Breaking Neural Network Scaling Laws with Modularity

Authors: Akhilan Boopathy, Sunshine Jiang, William Yue, Jaedong Hwang, Abhiram Iyer, Ila Fiete

ICLR 2025 | Venue PDF | Archive PDF | Plain Text | LLM Run Details

Reproducibility Variable Result LLM Response
Research Type Experimental We empirically validate our theoretical model on a novel parametrically controllable sine wave regression task and show that sample complexity varies exponentially with task dimension. We empirically validate the improved generalizability (both inand out-of-distribution) of our modular learning approach on parametrically controllable, high-dimensional tasks: sine-wave regression and Compositional CIFAR-10.
Researcher Affiliation Academia Akhilan Boopathy, Sunshine Jiang, William Yue, Jaedong Hwang, Abhiram Iyer, Ila Fiete Massachusetts Institute of Technology EMAIL
Pseudocode Yes Alg 1 shows the full procedure to find a single module projection ˆUi; each step of the algorithm simply applies gradient on Eqn 17 with respect to ˆUi. We repeat this procedure K times with different random initializations to find the initial values of all K module projections in our architecture. Then, we train all module parameters (including the ˆUi) via gradient descent on the task loss.
Open Source Code No The paper does not provide concrete access to source code for the methodology described.

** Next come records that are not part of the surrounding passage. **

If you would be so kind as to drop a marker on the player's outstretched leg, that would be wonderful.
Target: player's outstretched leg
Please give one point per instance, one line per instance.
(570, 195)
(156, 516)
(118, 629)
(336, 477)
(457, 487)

It does not contain a repository link, an explicit code release statement, or code in supplementary materials.
Open Datasets Yes We conduct experiments on a Compositional CIFAR-10 dataset inspired by the Compositional MNIST dataset of (Jarvis et al., 2023). In the task, combinations of k CIFAR-10 images are concatenated together and the model is asked to predict the class of all component images simultaneously.
Dataset Splits Yes A training dataset is generated by first drawing n training samples x from a mean-zero Gaussian: x N(0, I). Then, for each x, the regression target y(x) is computed. The test dataset is constructed analogously. ... We use a fixed training set size of 10^6; thus, the probability of a test set point having the same class permutation as a training set point is at most 10^6 / 10^k. For large k, we expect each test set point to test a class permutation unobserved in the training set. We use a test set of size 10000.
Hardware Specification No Experiments are run on a computing cluster with GPUs ranging in memory size from 11 GB to 80 GB.
Software Dependencies No Networks are trained using Adam (Kingma & Ba, 2015) to minimize a mean squared error loss. ... In our experiments, all neural networks are fully connected and use Re LU activations except at the final layer.
Experiment Setup Yes Architecture and hyperparameter settings: sine wave regression In our experiments, all neural networks are fully connected and use Re LU activations except at the final layer. We do not use additional operations in the network such as batch normalization. Networks are trained using Adam (Kingma & Ba, 2015) to minimize a mean squared error loss. We perform a sweep over learning rates in {0.001, 0.01, 0.1} and find that the learning rate of 0.01 performs best in general over all experiments... All networks are trained for 10000 iterations... The network architectures are varied as follows: the width of the hidden layers is selected from {8, 32, 128}, and the number of layers is selected from {3, 5, 7}.